According to the Hechinger Report, a nonprofit focused on education issues, the average PLUS loan in 2019 was around $14,000. This loan amount, taken out with a standard term of 10 years and an interest rate of 7.54% next year, will cost $19,977 over the life of the loan, including $5,977 in interest.
Interest rates for federal student loans are set by the Treasury Department’s 10-year note auction in May. The interest rate on the May 10 Notes, 2.94%, is added to the margins set by Congress, and these margins differ for different types of federal student loans.
For undergraduate direct loans, 2.05 percentage points are added to the interest rate; graduate student loans have 3.6 points added and 4.6 points for PLUS loans.
Submit the FAFSA and consider the gain
Increases in federal student loan interest rates make it even more important to consider college payoff and whether any debt you are incurring is worth it.
Nevertheless, even with higher interest rates, federal student loans are the best option for financing your education if you need loans. Submit the Free Application for Federal Student Aid, or FAFSA, to be eligible for federal, state, and school aid.

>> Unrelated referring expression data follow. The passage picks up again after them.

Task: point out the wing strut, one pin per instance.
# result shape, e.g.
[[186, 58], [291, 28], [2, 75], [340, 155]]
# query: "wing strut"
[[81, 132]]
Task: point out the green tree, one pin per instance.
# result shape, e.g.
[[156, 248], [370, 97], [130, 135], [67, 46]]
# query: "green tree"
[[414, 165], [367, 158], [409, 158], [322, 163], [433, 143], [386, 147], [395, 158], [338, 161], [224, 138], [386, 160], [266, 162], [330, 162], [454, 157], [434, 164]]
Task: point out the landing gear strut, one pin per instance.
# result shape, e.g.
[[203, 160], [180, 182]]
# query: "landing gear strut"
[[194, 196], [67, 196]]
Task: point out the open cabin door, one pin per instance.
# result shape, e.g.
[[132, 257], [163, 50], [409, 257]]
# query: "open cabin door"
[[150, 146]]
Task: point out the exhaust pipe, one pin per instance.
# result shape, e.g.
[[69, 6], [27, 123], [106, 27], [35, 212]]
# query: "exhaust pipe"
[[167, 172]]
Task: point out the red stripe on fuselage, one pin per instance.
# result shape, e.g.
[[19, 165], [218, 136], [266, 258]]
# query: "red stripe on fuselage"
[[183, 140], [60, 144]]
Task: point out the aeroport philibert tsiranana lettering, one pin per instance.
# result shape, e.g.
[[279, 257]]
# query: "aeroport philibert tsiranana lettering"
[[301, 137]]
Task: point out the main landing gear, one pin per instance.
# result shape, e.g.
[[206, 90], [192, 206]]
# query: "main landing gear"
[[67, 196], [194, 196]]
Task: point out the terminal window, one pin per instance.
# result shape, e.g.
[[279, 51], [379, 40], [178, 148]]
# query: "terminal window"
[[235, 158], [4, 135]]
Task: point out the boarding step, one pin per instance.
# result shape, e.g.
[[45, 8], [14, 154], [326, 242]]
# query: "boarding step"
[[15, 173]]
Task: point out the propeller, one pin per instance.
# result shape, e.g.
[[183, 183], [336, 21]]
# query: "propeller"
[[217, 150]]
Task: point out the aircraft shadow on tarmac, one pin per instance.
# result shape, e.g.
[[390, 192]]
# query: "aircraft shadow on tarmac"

Submitting the FAFSA also allows you to be considered for grants and other aid that you don’t have to repay, such as the Pell Grant. Once you’ve taken advantage of aid that you don’t have to repay, exhaust all federal student loans available to you before opting for private student loans. Federal student loans offer more protections to borrowers.
The benefit of attending college will vary depending on your major, the cost of attendance, and the amount of debt you must incur to fund your education. If the gain is unclear to you, consider college alternatives or start at a community college before moving on to a four-year school to get your bachelor’s degree.